Three American scientists won the 2013 economics Nobel prize on Monday (October 14) for research that has improved the forecasting of asset prices in the long term and helped the emergence of index funds in stock markets.

"This year's prize in economic sciences is about predictions. The Royal Swedish Academy of Sciences has decided to award the Sveriges Riksbank Prize in Economic Sciences in Memory of Alfred Nobel 2013 to Professor Eugene Fama, University of Chicago, United States, Professor Lars Peter Hansen, University of Chicago, United States and Robert Shiller, from Yale University, New Haven, United States for their empirical analysis of asset prices," Staffan Normark, Permanent Secretary of the The Royal Swedish Academy of Sciences said awarding the 8 million crown ($1.25 million) prize to Eugene Fama, Lars Peter Hansen and Robert Shiller.

Shiller helped create a closely watched gauge of U.S. housing prices and in June this year warned of a potentially new housing bubble in some of America's largest cities.
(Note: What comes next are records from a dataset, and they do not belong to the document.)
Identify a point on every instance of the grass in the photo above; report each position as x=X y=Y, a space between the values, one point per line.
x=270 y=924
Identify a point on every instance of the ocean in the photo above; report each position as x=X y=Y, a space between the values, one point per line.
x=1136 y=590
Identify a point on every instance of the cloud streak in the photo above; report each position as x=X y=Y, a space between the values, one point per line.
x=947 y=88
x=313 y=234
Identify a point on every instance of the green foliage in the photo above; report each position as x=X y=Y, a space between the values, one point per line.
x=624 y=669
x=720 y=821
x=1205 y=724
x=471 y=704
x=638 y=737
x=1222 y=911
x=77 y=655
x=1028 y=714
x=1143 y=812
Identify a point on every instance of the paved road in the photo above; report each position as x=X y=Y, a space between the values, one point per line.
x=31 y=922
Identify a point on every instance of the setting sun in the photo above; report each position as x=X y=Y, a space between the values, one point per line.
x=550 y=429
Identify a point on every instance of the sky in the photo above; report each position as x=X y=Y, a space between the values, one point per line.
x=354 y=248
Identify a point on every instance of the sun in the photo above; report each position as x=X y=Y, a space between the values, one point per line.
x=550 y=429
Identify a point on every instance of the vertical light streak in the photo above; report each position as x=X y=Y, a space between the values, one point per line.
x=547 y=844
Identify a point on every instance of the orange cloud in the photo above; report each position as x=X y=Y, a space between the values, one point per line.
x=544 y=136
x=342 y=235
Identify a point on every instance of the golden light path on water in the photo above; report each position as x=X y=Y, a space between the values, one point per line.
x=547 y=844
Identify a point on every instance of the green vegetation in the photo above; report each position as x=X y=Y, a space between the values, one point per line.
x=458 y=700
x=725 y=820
Fama, tipped as a Nobel winner for many years, has been called the father of modern finance and is well-known for research showing that certain groups of stocks tend to outperform over time.

"They got it for their empirical research on asset prices and you know asset prices are supposed to convey information to the rest of the economy so it's really important to know how well these markets function," Peter Englund, Professor in Banking at the London School of Economics and secretary in the prize committee said.

The behaviour of asset prices is key to decisions such as savings, house buying and national economic policy, the academy said.

"Perhaps the most important implication of Fama's findings is that it doesn't pay to try to beat the market. Analysis of individual stocks etc. or analysis of short run swings in markets don't pay off. So we're much better off in investing in index funds and his research really stimulated the development on index funds which now is sort of the major investment vehicle for households," Englund said.